To ship logs to Sematext you will need a Logs App Token. If you don't have Logs Apps yet, you can create Apps now.

The Logagent container can be configured through the following environment variables:

  • REGION: Sematext Cloud region US or EU (default: US). The receiver URL will be set to EU/US default values. When using REGION, you don't need to set LOGS_RECEIVER_URL (see below).
  • LOGS_RECEIVER_URL: The URL of your Elasticsearch Endpoint (defaults to Sematext Cloud US https://logsene-receiver.sematext.com).

    • For Sematext Europe use https://logsene-receiver.eu.sematext.com.
    • For Elasticsearch https://elasticserch-server-name:9200.
  • LOGS_TOKEN: The index to ship logs to. For Sematext use the Logs App Token.

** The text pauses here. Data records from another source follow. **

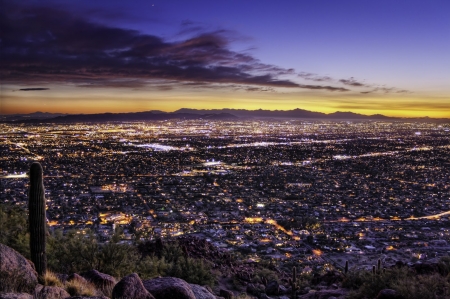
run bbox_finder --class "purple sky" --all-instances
[0,0,450,117]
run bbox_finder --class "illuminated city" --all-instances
[0,120,450,268]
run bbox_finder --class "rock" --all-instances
[142,277,195,299]
[66,273,88,283]
[189,283,216,299]
[66,296,109,299]
[246,283,264,296]
[266,280,280,295]
[0,293,33,299]
[375,289,405,299]
[412,263,438,274]
[278,285,292,295]
[35,286,70,299]
[56,273,70,283]
[112,273,155,299]
[311,271,345,286]
[298,289,349,299]
[81,270,117,293]
[0,244,38,294]
[219,289,234,299]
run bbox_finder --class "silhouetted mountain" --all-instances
[0,111,67,121]
[0,108,449,123]
[7,111,237,123]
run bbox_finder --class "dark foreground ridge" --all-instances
[4,108,450,123]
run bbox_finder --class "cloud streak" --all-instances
[19,87,50,91]
[0,2,348,92]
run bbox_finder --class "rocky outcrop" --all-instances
[66,296,109,299]
[112,273,155,299]
[375,289,405,299]
[219,289,234,299]
[35,286,70,299]
[143,277,196,299]
[0,293,33,299]
[0,244,38,294]
[189,284,216,299]
[297,289,348,299]
[81,270,117,293]
[246,283,264,296]
[66,273,88,283]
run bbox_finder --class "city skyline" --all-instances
[0,0,450,118]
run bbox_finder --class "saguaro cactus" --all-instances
[377,259,381,274]
[28,162,47,275]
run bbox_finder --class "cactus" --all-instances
[28,162,47,275]
[289,266,299,299]
[261,276,267,287]
[377,259,381,274]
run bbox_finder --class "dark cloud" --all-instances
[19,87,50,91]
[339,77,367,87]
[361,85,410,94]
[298,72,334,82]
[0,1,347,91]
[300,84,350,91]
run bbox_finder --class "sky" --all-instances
[0,0,450,118]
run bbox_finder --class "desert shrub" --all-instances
[438,256,450,276]
[48,231,139,277]
[0,204,30,259]
[0,270,35,293]
[137,255,171,280]
[96,242,139,277]
[343,267,450,299]
[64,279,98,297]
[166,257,215,286]
[41,270,63,287]
[252,268,278,283]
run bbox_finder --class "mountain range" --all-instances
[0,108,450,123]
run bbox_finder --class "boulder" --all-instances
[246,283,264,296]
[66,273,88,283]
[81,270,117,293]
[66,296,109,299]
[0,293,33,299]
[189,283,216,299]
[142,277,195,299]
[35,286,70,299]
[297,289,349,299]
[112,273,155,299]
[0,244,38,294]
[375,289,405,299]
[219,289,234,299]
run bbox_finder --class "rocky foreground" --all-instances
[0,244,416,299]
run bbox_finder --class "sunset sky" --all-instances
[0,0,450,118]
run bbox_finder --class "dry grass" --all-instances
[40,270,64,287]
[64,280,98,297]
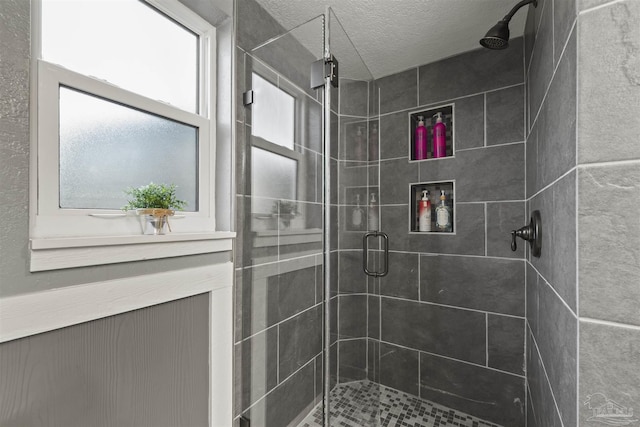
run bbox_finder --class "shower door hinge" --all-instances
[310,55,339,89]
[242,90,253,107]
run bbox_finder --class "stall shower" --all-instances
[235,0,633,427]
[236,2,525,426]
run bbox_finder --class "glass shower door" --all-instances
[236,15,325,427]
[325,9,385,426]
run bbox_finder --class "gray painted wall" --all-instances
[0,294,211,427]
[0,0,233,426]
[0,0,232,297]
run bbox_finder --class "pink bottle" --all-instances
[433,113,447,157]
[414,116,427,160]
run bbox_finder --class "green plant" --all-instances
[122,182,187,211]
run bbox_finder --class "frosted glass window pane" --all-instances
[42,0,198,113]
[251,147,298,213]
[60,87,198,211]
[251,73,295,150]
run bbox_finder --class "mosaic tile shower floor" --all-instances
[299,380,501,427]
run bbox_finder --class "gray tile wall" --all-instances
[525,0,578,427]
[576,0,640,426]
[234,0,324,427]
[338,39,526,426]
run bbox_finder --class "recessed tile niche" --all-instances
[409,181,456,234]
[408,104,455,161]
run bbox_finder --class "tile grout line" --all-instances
[484,313,489,368]
[482,92,487,148]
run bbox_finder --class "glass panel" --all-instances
[60,87,198,211]
[251,147,298,214]
[251,73,295,149]
[236,14,324,427]
[42,0,198,112]
[326,6,383,426]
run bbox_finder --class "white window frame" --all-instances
[30,0,229,270]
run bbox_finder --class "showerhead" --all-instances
[480,21,509,49]
[480,0,538,49]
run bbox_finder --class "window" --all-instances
[31,0,215,239]
[251,73,306,216]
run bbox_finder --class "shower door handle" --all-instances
[362,231,389,277]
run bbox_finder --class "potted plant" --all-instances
[122,182,187,234]
[271,200,299,228]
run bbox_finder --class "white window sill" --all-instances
[30,232,236,271]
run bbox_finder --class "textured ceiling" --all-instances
[252,0,527,78]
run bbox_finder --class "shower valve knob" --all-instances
[511,211,542,257]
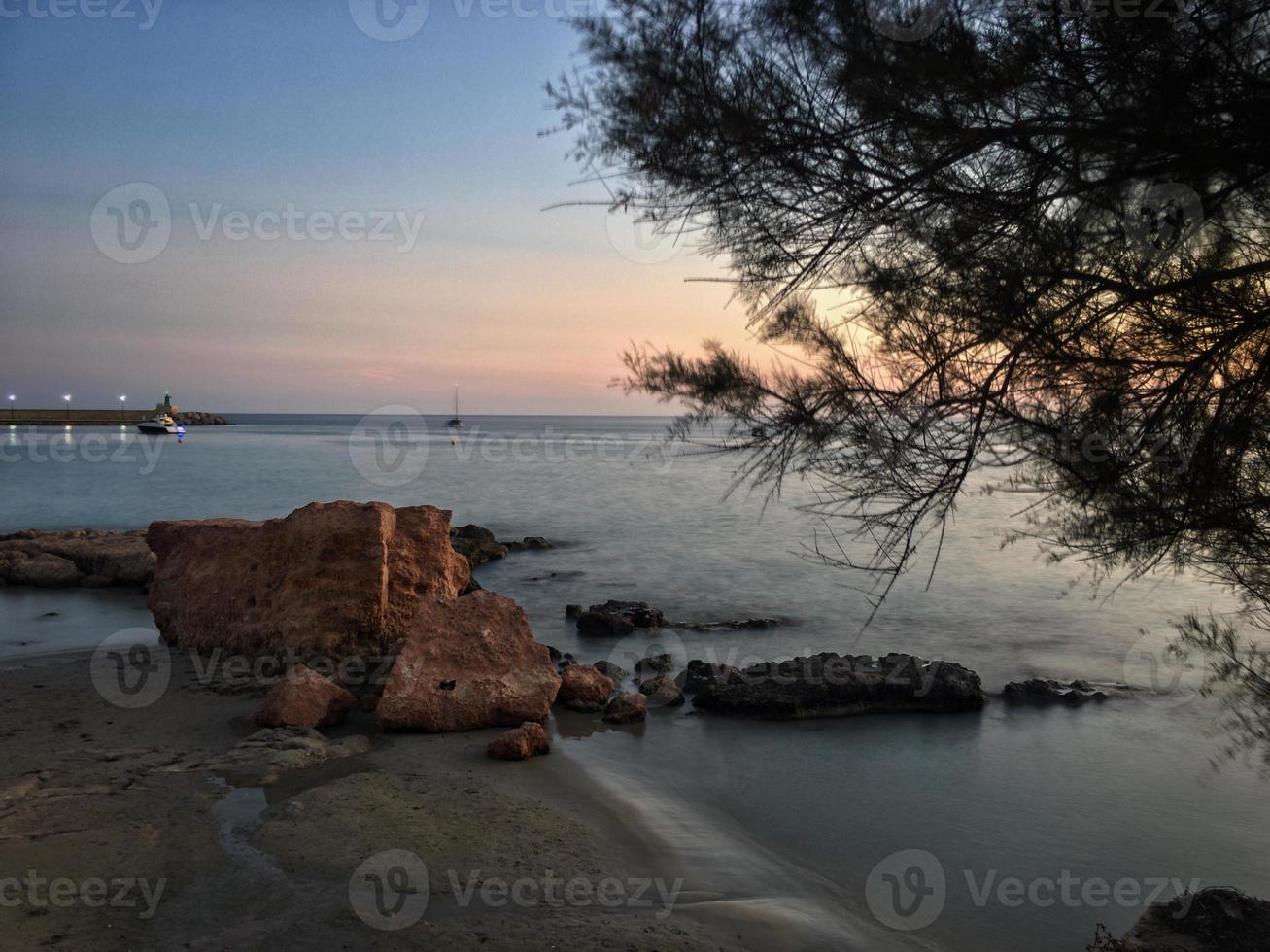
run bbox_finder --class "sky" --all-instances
[0,0,747,414]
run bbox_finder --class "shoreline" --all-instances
[0,650,754,951]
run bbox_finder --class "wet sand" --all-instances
[0,651,747,952]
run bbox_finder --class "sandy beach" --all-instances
[0,653,747,949]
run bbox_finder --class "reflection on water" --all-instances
[0,418,1270,952]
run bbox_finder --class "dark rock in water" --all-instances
[556,663,613,713]
[638,675,683,707]
[578,612,635,637]
[503,535,555,552]
[450,523,506,568]
[578,599,666,636]
[485,721,551,761]
[674,658,740,695]
[1001,678,1108,707]
[667,618,779,630]
[694,651,984,719]
[592,662,630,682]
[604,693,648,724]
[635,655,674,674]
[0,529,154,588]
[1122,886,1270,952]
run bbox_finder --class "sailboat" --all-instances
[446,384,463,426]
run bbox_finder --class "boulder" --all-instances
[485,721,551,761]
[1122,886,1270,952]
[1001,678,1108,707]
[604,693,648,724]
[694,651,984,719]
[638,675,683,707]
[674,658,740,695]
[375,592,560,732]
[146,502,472,660]
[556,663,613,713]
[254,663,357,728]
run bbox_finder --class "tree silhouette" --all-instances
[547,0,1270,766]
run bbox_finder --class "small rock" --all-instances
[254,663,357,728]
[638,676,683,707]
[635,655,674,674]
[592,660,630,682]
[604,693,648,724]
[485,721,551,761]
[556,663,613,713]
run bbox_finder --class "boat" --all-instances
[446,384,463,426]
[137,414,177,433]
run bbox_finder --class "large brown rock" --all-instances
[556,663,613,712]
[485,721,551,761]
[146,502,472,660]
[375,592,560,732]
[256,663,357,728]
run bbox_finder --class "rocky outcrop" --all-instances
[146,502,472,660]
[1001,678,1108,707]
[1117,887,1270,952]
[592,660,630,682]
[164,728,371,786]
[674,658,740,695]
[556,663,613,713]
[694,651,984,719]
[0,529,154,588]
[450,523,508,568]
[375,592,560,732]
[485,721,551,761]
[254,663,357,728]
[450,523,555,568]
[635,655,674,674]
[604,693,648,724]
[564,599,779,637]
[638,675,683,707]
[578,599,666,637]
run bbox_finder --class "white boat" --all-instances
[446,384,463,427]
[137,414,177,433]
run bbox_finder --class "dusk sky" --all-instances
[0,0,745,414]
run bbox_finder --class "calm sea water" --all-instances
[0,415,1270,952]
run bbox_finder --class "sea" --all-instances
[0,407,1270,952]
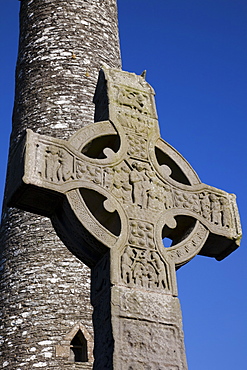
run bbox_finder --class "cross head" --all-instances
[7,68,241,370]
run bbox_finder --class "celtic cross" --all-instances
[8,68,241,370]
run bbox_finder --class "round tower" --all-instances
[0,0,121,370]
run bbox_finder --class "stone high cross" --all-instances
[8,68,241,370]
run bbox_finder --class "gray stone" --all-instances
[0,0,121,370]
[7,68,241,370]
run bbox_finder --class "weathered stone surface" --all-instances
[7,68,241,370]
[0,0,121,370]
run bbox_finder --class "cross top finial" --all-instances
[8,68,241,370]
[8,69,240,294]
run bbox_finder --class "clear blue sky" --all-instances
[0,0,247,370]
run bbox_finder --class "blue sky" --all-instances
[0,0,247,370]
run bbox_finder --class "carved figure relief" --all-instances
[121,245,168,289]
[44,145,74,182]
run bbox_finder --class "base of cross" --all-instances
[92,256,187,370]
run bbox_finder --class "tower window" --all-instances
[70,330,88,362]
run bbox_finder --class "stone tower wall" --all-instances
[0,0,121,370]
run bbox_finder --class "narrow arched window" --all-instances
[70,330,88,362]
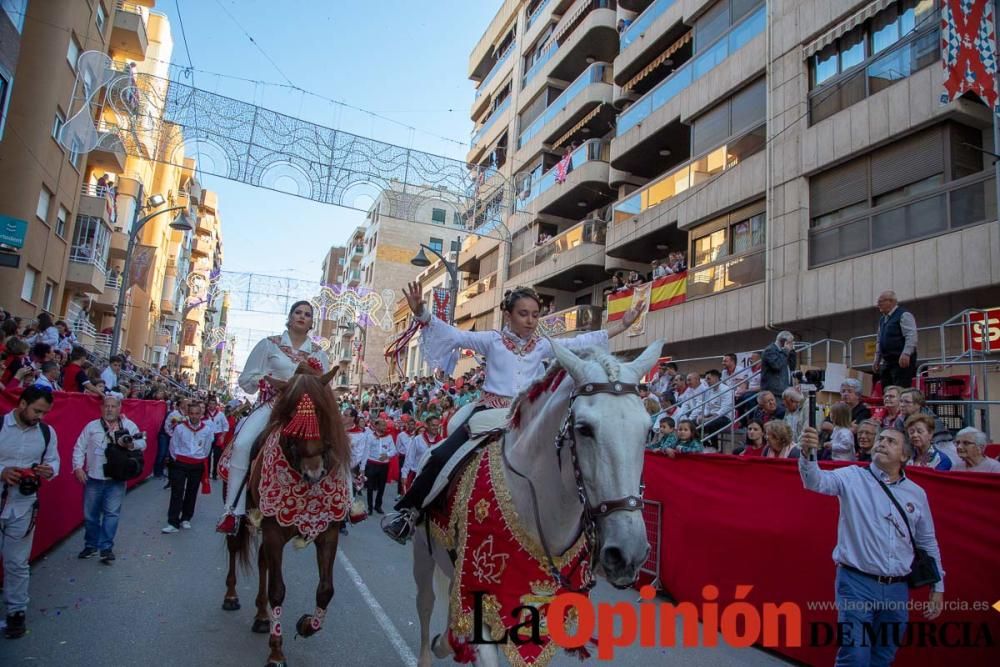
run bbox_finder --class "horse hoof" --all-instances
[295,614,319,637]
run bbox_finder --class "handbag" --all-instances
[868,466,941,588]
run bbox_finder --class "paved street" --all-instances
[0,480,782,667]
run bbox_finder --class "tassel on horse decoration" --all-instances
[281,394,320,440]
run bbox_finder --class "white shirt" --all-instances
[0,410,59,519]
[73,416,146,479]
[347,429,375,469]
[239,331,329,394]
[399,433,441,479]
[698,381,733,422]
[420,311,608,398]
[101,366,118,391]
[799,456,944,592]
[368,433,396,463]
[170,421,215,459]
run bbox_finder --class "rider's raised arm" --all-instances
[239,338,273,394]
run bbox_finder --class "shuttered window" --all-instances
[872,127,944,197]
[809,158,868,218]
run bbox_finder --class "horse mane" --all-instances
[507,347,619,428]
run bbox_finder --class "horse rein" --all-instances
[500,382,645,593]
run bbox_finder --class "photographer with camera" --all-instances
[73,394,146,565]
[0,387,59,639]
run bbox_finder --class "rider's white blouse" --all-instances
[239,331,329,394]
[420,311,608,398]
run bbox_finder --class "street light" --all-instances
[108,178,201,356]
[410,243,458,324]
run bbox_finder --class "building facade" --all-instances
[458,0,1000,376]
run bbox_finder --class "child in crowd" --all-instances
[663,419,705,458]
[830,401,857,461]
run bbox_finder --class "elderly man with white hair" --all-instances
[952,426,1000,473]
[760,331,796,396]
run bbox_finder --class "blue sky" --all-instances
[156,0,500,366]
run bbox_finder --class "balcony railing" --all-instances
[613,127,765,223]
[469,95,510,148]
[621,0,677,51]
[617,5,767,137]
[517,63,612,148]
[809,24,941,124]
[475,41,517,100]
[524,0,549,31]
[510,220,608,278]
[538,306,604,336]
[517,139,611,207]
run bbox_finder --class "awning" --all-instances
[552,103,604,148]
[622,30,693,90]
[803,0,896,58]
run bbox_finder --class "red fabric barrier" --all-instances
[644,454,1000,665]
[0,392,167,560]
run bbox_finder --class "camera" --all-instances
[17,466,42,496]
[792,369,826,391]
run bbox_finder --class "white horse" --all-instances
[413,341,663,667]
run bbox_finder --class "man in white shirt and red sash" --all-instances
[161,399,215,533]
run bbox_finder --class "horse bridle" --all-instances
[501,382,645,592]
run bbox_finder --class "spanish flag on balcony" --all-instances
[649,271,687,312]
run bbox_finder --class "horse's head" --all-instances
[551,341,663,586]
[268,371,350,484]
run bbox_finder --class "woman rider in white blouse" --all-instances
[382,282,641,543]
[225,301,328,515]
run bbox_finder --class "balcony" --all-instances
[510,220,608,292]
[91,274,122,313]
[455,273,499,320]
[517,139,614,219]
[538,306,604,337]
[617,7,767,137]
[517,63,614,155]
[110,0,149,60]
[87,121,126,174]
[520,0,618,100]
[469,95,511,162]
[66,246,106,294]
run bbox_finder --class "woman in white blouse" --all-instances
[382,282,641,543]
[225,301,328,515]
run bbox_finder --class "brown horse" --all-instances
[222,369,351,667]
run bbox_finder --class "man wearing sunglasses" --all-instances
[799,428,944,665]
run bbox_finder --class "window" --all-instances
[809,123,996,267]
[42,280,56,313]
[0,0,28,32]
[21,267,38,302]
[66,35,80,72]
[94,0,108,35]
[35,185,52,224]
[56,206,69,238]
[687,202,766,298]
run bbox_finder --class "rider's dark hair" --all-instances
[500,287,542,313]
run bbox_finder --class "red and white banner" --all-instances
[941,0,998,111]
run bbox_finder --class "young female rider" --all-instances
[225,301,328,515]
[382,283,640,543]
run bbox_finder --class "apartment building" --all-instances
[459,0,1000,376]
[333,183,465,385]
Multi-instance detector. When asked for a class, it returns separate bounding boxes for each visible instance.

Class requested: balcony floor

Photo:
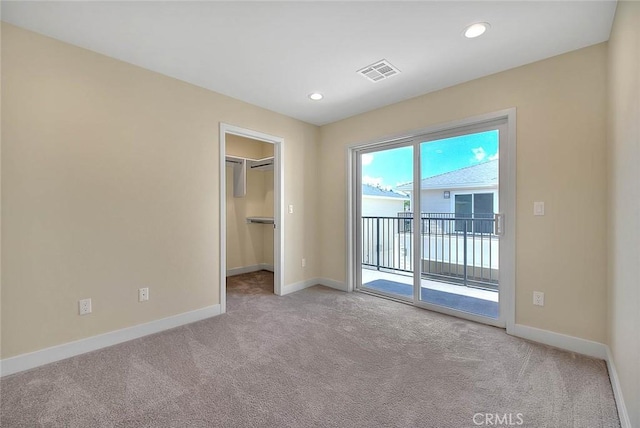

  • LOGAGENT_ARGS: Additional command line arguments for Logagent

    LOGAGENT_ARGS="-n httpd"
    to specify a log source name or
    LOGAGENT_ARGS="-u 514"
    to act as syslog server. Please refer to Logagent command line arguments in the Logagent Documentation

  • LOG_GLOB: Semicolon-separated list of file globs

    LOG_GLOB=/mylogs/**/*.log;/var/log/**/*.log
    

    Mount your server log files into the container using a Docker volume e.g.

    -v /var/log:/mylogs
    

    This feature is developed with the Glob module. Here's a guide on how to use Glob patterns.

  • -v /var/run/docker.sock:/var/run/docker.sock - Collect container logs by mounting the docker socket (mandatory)

Docker Run

The most basic way to start is via docker run command:

docker pull sematext/logagent
docker run -d --restart=always --name logagent \
-e LOGS_TOKEN=YOUR_LOGS_TOKEN \
-e LOGS_RECEIVER_URL="https://logsene-receiver.sematext.com" \
-v /var/run/docker.sock:/var/run/docker.sock sematext/logagent

Docker Compose

To use Docker Compose create docker-compose.yml as follows and insert real tokens:

# docker-compose.yml
logagent:
  image: 'sematext/logagent:latest'
  environment:
    - LOGS_TOKEN=YOUR_LOGS_TOKEN
    - LOGS_RECEIVER_URL="https://logsene-receiver.sematext.com"
  cap_add:
    - SYS_ADMIN
  restart: always
  volumes:
    - '/var/run/docker.sock:/var/run/docker.sock'

Then start Logagent with the docker-compose file:

docker-compose up -d

Docker Swarm and Docker Enterprise

Connect your Docker client to Swarm or UCP remote API endpoint and deploy Logagent with following docker command with your Logs App Token:

docker service create --mode global --name st-logagent \
--restart-condition any \
--mount type=bind,src=/var/run/docker.sock,dst=/var/run/docker.sock \
-e LOGS_TOKEN="REPLACE THIS WITH YOUR LOGS TOKEN" \
-e REGION=US \
sematext/logagent:latest

Kubernetes and OpenShift

Run Logagent as Kubernetes DaemonSet.

First, create logagent-daemonset.yml

curl -o logagent-daemonset.yml https://raw.githubusercontent.com/sematext/logagent-js/master/kubernetes/logagent-daemonset.yml

Then run the DaemonSet:

kubectl create -f logagent-daemonset.yml

On Red Hat OpenShift use the "oc" command instead of kubectl.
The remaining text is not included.